Social media as job recruitment tool, up in 2012
Sep 28, 2012, 10:07 AM | Updated: 10:07 am
With the growth of social media sites like LinkedIn, Facebook and Twitter, as well as lesser-known sites — Upspring, PerfectBusiness and Cofoundr — professional networking with the use of social media as a recruitment tool is becoming more prominent.
Most employee recruiters — 92 percent — currently use, or plan to use, social media and networking sites for job recruiting this year, according to the Jobvite 2012 Social Recruitment Survey. This is a 3 percent increase from 2011 and 10 percent increase from 2010.
The most-used social media site, when it comes to recruitment and hiring, is LinkedIn: 89 percent of U.S. businesses have made a hire through it, compared to Facebook at 26 percent and Twitter at 15 percent.
“Social media, on the whole, is becoming a medium for work as well as play,” as quoted in a report, “The Impact of Social Media,” in 2011 from Nigel Wright Recruitment, a U.K.-based search firm with international influence to help connect highly qualified job candidates with businesses.

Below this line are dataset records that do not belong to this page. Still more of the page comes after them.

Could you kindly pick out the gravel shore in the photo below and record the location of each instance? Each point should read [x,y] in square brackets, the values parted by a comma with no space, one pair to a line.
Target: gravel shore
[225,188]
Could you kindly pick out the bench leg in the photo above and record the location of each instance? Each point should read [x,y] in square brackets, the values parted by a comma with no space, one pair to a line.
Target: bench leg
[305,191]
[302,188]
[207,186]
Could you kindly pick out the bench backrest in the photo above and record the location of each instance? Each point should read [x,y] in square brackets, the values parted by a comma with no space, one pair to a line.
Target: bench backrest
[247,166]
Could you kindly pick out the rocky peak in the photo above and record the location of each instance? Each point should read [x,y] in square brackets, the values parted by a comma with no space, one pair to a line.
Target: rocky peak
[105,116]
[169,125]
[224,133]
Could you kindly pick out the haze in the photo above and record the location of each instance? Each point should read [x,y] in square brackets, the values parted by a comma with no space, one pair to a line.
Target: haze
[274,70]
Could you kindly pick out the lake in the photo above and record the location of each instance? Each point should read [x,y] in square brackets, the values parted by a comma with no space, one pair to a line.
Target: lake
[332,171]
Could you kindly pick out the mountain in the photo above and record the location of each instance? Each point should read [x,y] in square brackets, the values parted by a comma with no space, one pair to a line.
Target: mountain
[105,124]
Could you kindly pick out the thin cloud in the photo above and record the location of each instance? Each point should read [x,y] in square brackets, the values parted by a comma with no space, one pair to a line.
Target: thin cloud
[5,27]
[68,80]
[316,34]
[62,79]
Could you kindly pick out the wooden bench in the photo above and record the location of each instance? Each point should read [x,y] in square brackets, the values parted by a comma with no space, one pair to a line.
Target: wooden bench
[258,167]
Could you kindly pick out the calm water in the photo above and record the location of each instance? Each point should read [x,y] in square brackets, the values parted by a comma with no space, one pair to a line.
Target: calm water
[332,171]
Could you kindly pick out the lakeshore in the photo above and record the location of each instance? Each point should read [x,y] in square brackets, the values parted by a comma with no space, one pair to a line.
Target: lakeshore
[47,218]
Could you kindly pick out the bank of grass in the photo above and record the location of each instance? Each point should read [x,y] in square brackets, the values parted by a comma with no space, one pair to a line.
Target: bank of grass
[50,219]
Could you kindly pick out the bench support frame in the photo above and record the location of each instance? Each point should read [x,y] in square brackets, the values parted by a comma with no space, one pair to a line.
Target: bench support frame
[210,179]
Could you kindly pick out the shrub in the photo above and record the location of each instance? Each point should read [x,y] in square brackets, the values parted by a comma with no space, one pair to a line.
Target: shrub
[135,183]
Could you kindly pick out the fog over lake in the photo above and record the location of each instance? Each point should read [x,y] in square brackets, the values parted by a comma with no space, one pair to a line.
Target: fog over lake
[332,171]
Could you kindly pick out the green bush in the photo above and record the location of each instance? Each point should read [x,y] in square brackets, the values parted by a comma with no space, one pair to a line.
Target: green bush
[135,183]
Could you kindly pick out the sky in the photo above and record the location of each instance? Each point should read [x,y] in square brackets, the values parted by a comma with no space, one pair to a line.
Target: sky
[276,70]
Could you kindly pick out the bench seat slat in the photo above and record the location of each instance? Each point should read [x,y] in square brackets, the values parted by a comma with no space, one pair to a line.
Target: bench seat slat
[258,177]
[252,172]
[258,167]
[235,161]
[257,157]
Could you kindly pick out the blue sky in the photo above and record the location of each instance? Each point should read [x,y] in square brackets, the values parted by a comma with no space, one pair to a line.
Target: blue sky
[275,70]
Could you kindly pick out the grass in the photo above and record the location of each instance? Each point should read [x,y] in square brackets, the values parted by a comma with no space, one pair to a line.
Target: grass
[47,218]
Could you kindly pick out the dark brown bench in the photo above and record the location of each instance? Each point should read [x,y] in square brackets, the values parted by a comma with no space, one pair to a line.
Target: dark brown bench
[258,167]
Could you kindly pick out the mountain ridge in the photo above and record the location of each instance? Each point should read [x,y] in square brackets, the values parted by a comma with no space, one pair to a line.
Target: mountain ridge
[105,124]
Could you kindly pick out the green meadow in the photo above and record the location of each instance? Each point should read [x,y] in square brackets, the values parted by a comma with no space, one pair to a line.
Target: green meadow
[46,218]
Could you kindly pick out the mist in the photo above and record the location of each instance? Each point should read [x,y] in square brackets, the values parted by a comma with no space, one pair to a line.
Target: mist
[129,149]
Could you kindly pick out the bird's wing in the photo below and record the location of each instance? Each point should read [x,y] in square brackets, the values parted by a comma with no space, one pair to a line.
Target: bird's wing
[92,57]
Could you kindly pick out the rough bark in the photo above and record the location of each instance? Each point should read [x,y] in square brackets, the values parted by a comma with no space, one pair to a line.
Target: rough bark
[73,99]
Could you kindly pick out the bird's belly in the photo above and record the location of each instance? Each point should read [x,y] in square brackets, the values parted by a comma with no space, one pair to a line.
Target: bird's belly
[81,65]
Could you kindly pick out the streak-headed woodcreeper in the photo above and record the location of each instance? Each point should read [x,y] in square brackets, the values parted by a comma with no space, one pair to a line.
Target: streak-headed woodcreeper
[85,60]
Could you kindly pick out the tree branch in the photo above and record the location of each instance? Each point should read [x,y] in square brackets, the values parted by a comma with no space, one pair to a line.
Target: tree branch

The report emphasizes how social networking is changing the nature of recruitment and how “essentially, companies and recruiters need to be where their candidates are in order to engage them in the recruitment process.”
Finding someone to hire is becoming less labor intensive, and for those seeking jobs, “what used to take a tremendous amount of legwork on the part of the candidate can now be done through a quick search on the web,” Chirag Nangia, CEO of Reppify said in a Q&A for Forbes.com. Reppify is a San Francisco-based business that helps companies find people to hire with the use of social media data.
Though applying and hiring can take place simply by sitting behind a computer, there are still things both parties have to do for the Internet, and specifically social media, to be an effective tool in job recruitment.
Chirag offers three recommendations to job seekers when it comes to their social media: Keep professional profiles up to date and complete, engage in online communities reflecting topics the candidate is passionate about, and network with professional connections on LinkedIn.
Half of people currently working in the IT field who are on social networking sites said they would not modify or delete content on their social media profiles if they knew their profile was being viewed by a prospective employer as part of the hiring process, according to a study by Technisource.
This may be a mistake for job candidates to make, due to the fact that 86 percent of recruiters say they are likely to look at the social profiles of potential employees, according to the Jobvite Recruitment Survey.
For employers surveyed, there is material they look down upon when it comes to the personal updates and information of potential hires on social profiles. 78 percent don’t like to see posts or tweets about doing illegal drugs, 66 percent don’t want to see sexual posts, and 61 percent don’t like to see profanity in posts and tweets.
However, there are things many employers do like to see posted on personal pages — 80 percent of employers like to see indication of professional organization membership, and 66 percent like to see posts about charity work and volunteering.